First up was Kennedy taking part in the Section 30 Order debate. This was the motion to hand the Scottish Parliament the power to hold an independence referendum.

It barely qualified as a debate given that all sides, including the SNP, were in favour of the Section 30 Order being passed. Usually such a piece of business would go through almost on the nod.

However given the significance of the event and Westminster not wanting to pass up a chance to, metaphorically, kick the six SNP members around the Chamber five hours of parliamentary time was given over to what might more fairly be termed a chat than a debate.

After a typically stolid opening performance from Secretary of State Michael Moore and an unusually stilted response from his Labour shadow Margaret Curran, the member for Ross, Skye and Lochaber was called to speak Charlie Kennedy.

In an intelligent, witty and well-delivered speech he described himself as a nationalistic Scot but poured scorn on what he called political nationalism. Hearing Kennedy speak was like going to the cinema to watch Les Miserables a delight to listen to but ultimately leaving the viewer feeling sad.

Kennedy’s tragedy is that he has talent in abundance and it has gone unfulfilled due to a combination of low Lib Dem politics and a drink problem that at times has consumed him.

Never mind his party politics, Kennedy at the top of his game would only be a boon to British public life. After Kennedy’s contribution the Section 30 debate never again hit the heights. There was a low point when Labour’s Ian Davidson spoke and the SNP members all left the Chamber apparently in protest. Davidson upset the SNP when he fell out with Eilidh Whiteford, their representative on the Scottish Affairs Committee which he chairs, in a petty exchange from which neither he nor Whiteford emerged with any credit. The SNP have every right to disagree with Davidson and plenty on his own side do, too but it’s only decent to grant him an audience.

If everyone who disagrees with the Nats left when they spoke it would leave a very empty chamber.

One notable absentee from proceedings was Gordon Brown. His tragedy is that he spent 10 years lusting after the top job in politics only for it to prove beyond him when he finally landed it.

When Labour were in power Scotland was often described as his fiefdom. Now he doesn’t even want to speak in such a historic debate about its future.

And it wasn’t as if he was busy elsewhere for immediately following the Section 30 debate Brown was leading an adjournment debate the first time he’s spoken in the Commons in over a year. He sat out for the whole of 2012. Adjournment debates are short sessions in which members can raise issues of local importance. The former PM’s subject was the fate of the Remploy factories that employ people with disabilities in his constituency.

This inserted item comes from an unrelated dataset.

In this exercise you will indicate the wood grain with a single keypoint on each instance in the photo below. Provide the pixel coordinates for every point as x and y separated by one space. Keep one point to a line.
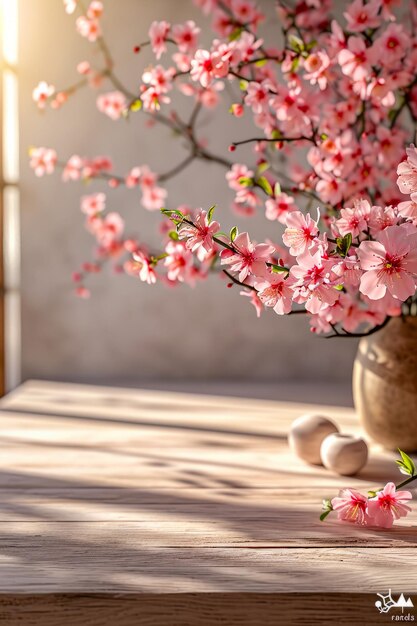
113 492
199 609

His speech was everything Kennedy’s wasn’t and Brown the politician is serious, weighty, full of figures.

But their appearances on Tuesday gave a glimpse of what politics has lost for good or ill with their professional passing. Had history worked out differently it’s not inconceivable that the 2010 election would have returned a government led by Brown, with Kennedy as his Lib Dem deputy. For some that would be a dream team, for others particularly Tories a nightmare.